TRAIN_COMPUTE = MACHINE_TYPE + "-" + VCPU
print("Train machine type", TRAIN_COMPUTE)

MACHINE_TYPE = "n1-standard"

VCPU = "4"
DEPLOY_COMPUTE = MACHINE_TYPE + "-" + VCPU
print("Deploy machine type", DEPLOY_COMPUTE)

## Introduction to Vertex AI Model Monitoring

Vertex AI Model Monitoring is supported for AutoML tabular models and custom tabular models. You can monitor for skewness and drift detection of the features in the inbound prediction requests or the feature attributions (Explainable AI) in the outbound prediction responses. In other words, you monitor the distribution of the attributions that quantify feature contributions to the output (predictions).

The following are the basic steps to enable model monitoring:

1. Deploy a Vertex AI AutoML or custom tabular model to a Vertex AI endpoint.
2. Configure a model monitoring specification.
3. Upload the model monitoring specification to the Vertex AI endpoint.
4. Upload schema or use automatic generation of the *input schema* for parsing.
5. For feature skewness detection, upload the training data. This enables automatic generation of the feature distributions.
6. For feature attributions, upload the corresponding Vertex Explainable AI specification.

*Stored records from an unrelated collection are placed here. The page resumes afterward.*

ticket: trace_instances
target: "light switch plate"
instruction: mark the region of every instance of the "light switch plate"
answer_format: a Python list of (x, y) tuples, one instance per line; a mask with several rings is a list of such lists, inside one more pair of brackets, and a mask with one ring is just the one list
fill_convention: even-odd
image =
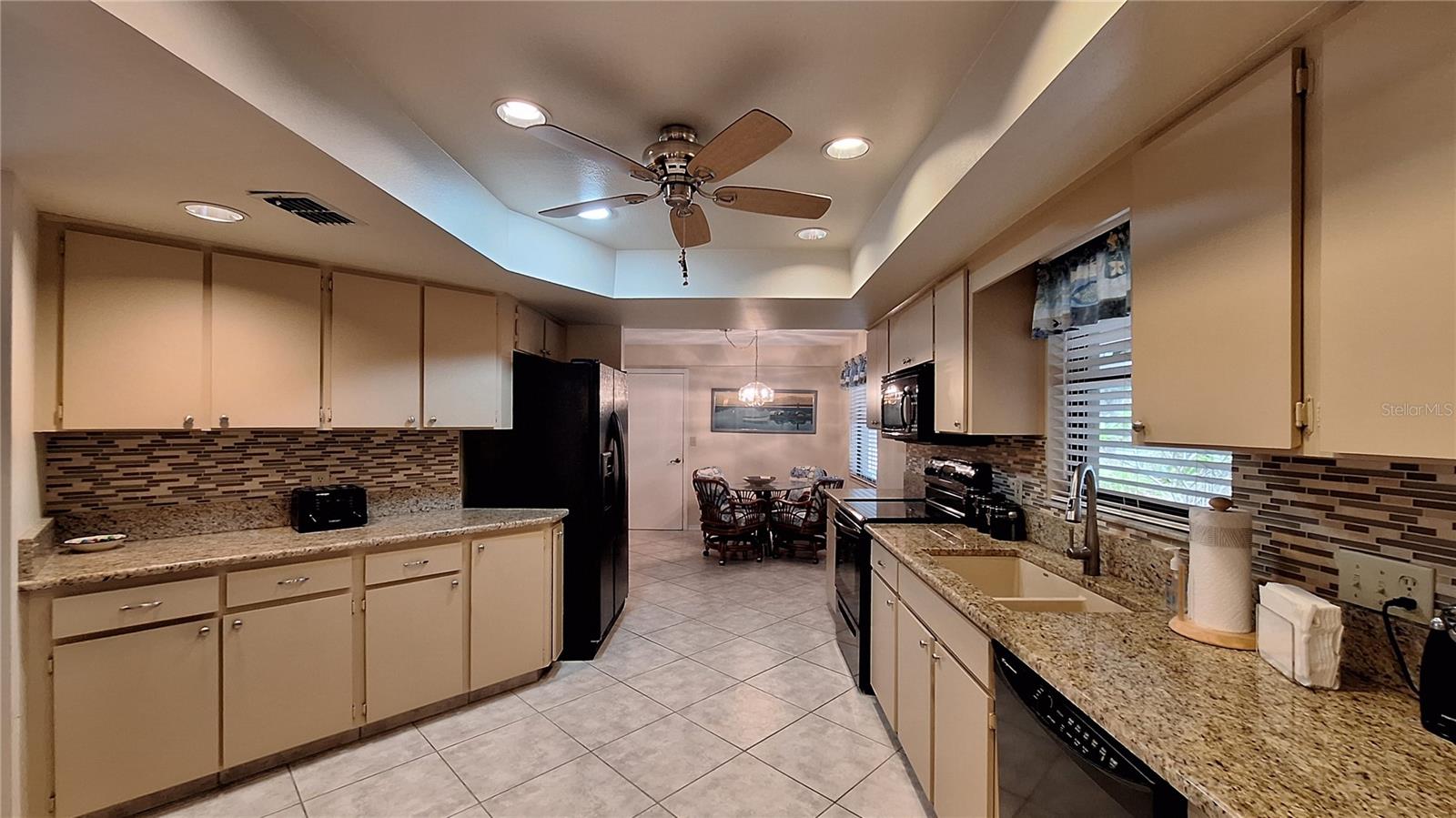
[(1367, 555), (1350, 549), (1335, 552), (1340, 569), (1340, 600), (1366, 608), (1396, 597), (1415, 600), (1415, 610), (1390, 608), (1390, 616), (1428, 623), (1436, 616), (1436, 571), (1398, 559)]

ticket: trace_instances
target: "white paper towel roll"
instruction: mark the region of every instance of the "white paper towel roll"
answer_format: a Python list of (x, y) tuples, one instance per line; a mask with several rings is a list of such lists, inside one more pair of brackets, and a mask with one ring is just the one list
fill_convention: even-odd
[(1254, 515), (1188, 512), (1188, 619), (1204, 627), (1254, 630)]

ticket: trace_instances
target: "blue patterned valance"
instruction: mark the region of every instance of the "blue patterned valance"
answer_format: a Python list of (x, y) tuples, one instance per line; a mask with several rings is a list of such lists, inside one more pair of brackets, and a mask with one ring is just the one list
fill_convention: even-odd
[(1133, 250), (1127, 224), (1037, 263), (1032, 338), (1047, 338), (1131, 311)]
[(839, 387), (849, 389), (869, 380), (869, 360), (863, 352), (844, 361), (844, 368), (839, 371)]

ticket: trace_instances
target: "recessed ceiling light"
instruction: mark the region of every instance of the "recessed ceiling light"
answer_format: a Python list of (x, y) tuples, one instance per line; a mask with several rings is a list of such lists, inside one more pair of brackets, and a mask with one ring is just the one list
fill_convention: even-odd
[(240, 210), (233, 210), (230, 207), (215, 205), (211, 202), (178, 202), (178, 205), (188, 211), (188, 214), (207, 221), (220, 221), (223, 224), (236, 224), (245, 218), (248, 214)]
[(501, 99), (495, 103), (495, 115), (507, 125), (530, 128), (546, 121), (546, 109), (524, 99)]
[(824, 143), (824, 156), (830, 159), (859, 159), (869, 153), (869, 140), (865, 137), (840, 137)]

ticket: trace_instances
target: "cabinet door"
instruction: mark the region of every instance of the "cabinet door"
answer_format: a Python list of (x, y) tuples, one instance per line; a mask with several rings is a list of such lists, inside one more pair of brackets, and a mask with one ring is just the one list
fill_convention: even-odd
[(317, 268), (213, 253), (211, 425), (319, 425), (320, 281)]
[(202, 416), (202, 253), (66, 233), (61, 426), (189, 429)]
[(1133, 157), (1137, 442), (1299, 442), (1293, 61), (1277, 57)]
[(965, 274), (935, 288), (935, 431), (965, 432)]
[(556, 661), (566, 646), (566, 527), (558, 523), (550, 539), (550, 659)]
[(933, 792), (930, 780), (930, 632), (904, 605), (895, 617), (895, 734), (906, 758), (920, 779), (920, 789)]
[(419, 287), (333, 274), (333, 428), (414, 426), (419, 416)]
[(545, 346), (543, 355), (546, 355), (547, 358), (553, 361), (565, 361), (566, 327), (558, 322), (546, 319), (546, 332), (542, 346)]
[(232, 614), (223, 632), (223, 766), (349, 729), (348, 594)]
[(55, 648), (55, 814), (218, 769), (217, 620)]
[(923, 364), (935, 355), (935, 298), (919, 301), (890, 316), (890, 371)]
[(515, 348), (531, 355), (546, 351), (546, 317), (526, 304), (515, 306)]
[(992, 814), (992, 697), (935, 645), (935, 792), (941, 818)]
[(495, 295), (425, 287), (425, 426), (494, 426), (501, 413)]
[(549, 531), (501, 534), (472, 543), (472, 690), (550, 664), (552, 550)]
[(878, 573), (869, 576), (869, 687), (875, 690), (879, 709), (890, 726), (897, 723), (895, 707), (895, 614), (900, 600)]
[(370, 588), (364, 608), (368, 720), (464, 693), (464, 592), (459, 573)]
[(1453, 458), (1456, 6), (1360, 6), (1316, 68), (1318, 448)]
[(865, 399), (869, 402), (869, 428), (879, 428), (879, 387), (890, 374), (890, 322), (869, 327), (865, 338)]

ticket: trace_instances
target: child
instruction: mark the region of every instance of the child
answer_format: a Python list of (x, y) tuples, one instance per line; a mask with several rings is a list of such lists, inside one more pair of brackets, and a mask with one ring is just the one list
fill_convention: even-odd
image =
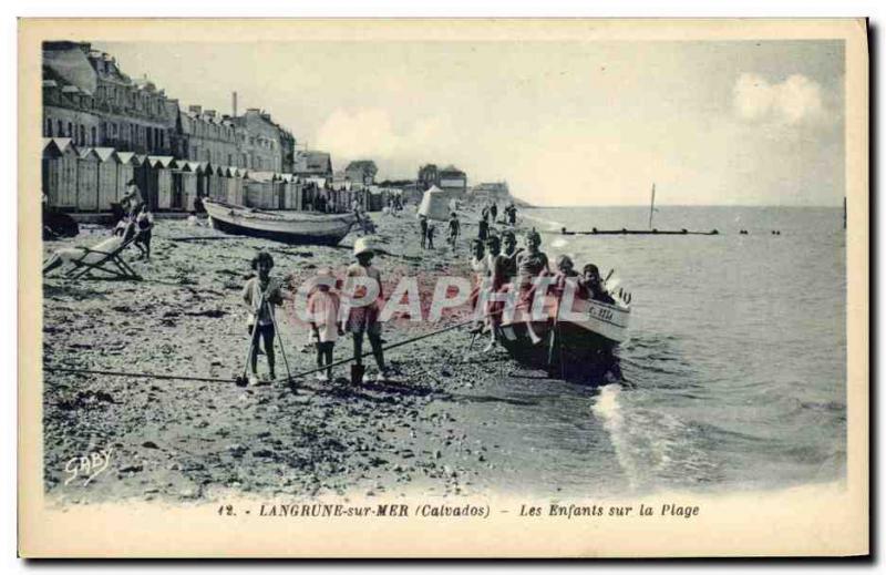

Once configured, you can enable/disable monitoring, change alerts and update the model monitoring configuration. 

When model monitoring is enabled, the sampled incoming prediction requests are logged into a BigQuery table. The input feature values contained in the logged requests are then analyzed for skewness or drift on a specified interval basis. You set a sampling rate to monitor a subset of the production inputs to the model, and the monitoring interval.

The model monitoring service needs to know how to parse the feature values, which is referred to as the input schema. For AutoML tabular models, the input schema is automatically generated. For custom tabular models, the service attempts to automatically derive the input schema from the first 1000 prediction requests. Alternatively, one can upload the input schema.

For skewness detection, the monitoring service requires a baseline for the statistical distribution of values in the training data. For AutoML tabular models this is automatically derived. For custom tabular models, you upload the training data to the service, and have the service automatically derive the distribution.

For skewness and drift detection in feature attributions, you're required to enable Vertex Explainable AI feature for your deployed custom tabular models. For AutoML models, Vertex Explainable AI is automatically enabled.

Learn more about [Introduction to Vertex AI Model Monitoring](https://cloud.google.com/vertex-ai/docs/model-monitoring/overview).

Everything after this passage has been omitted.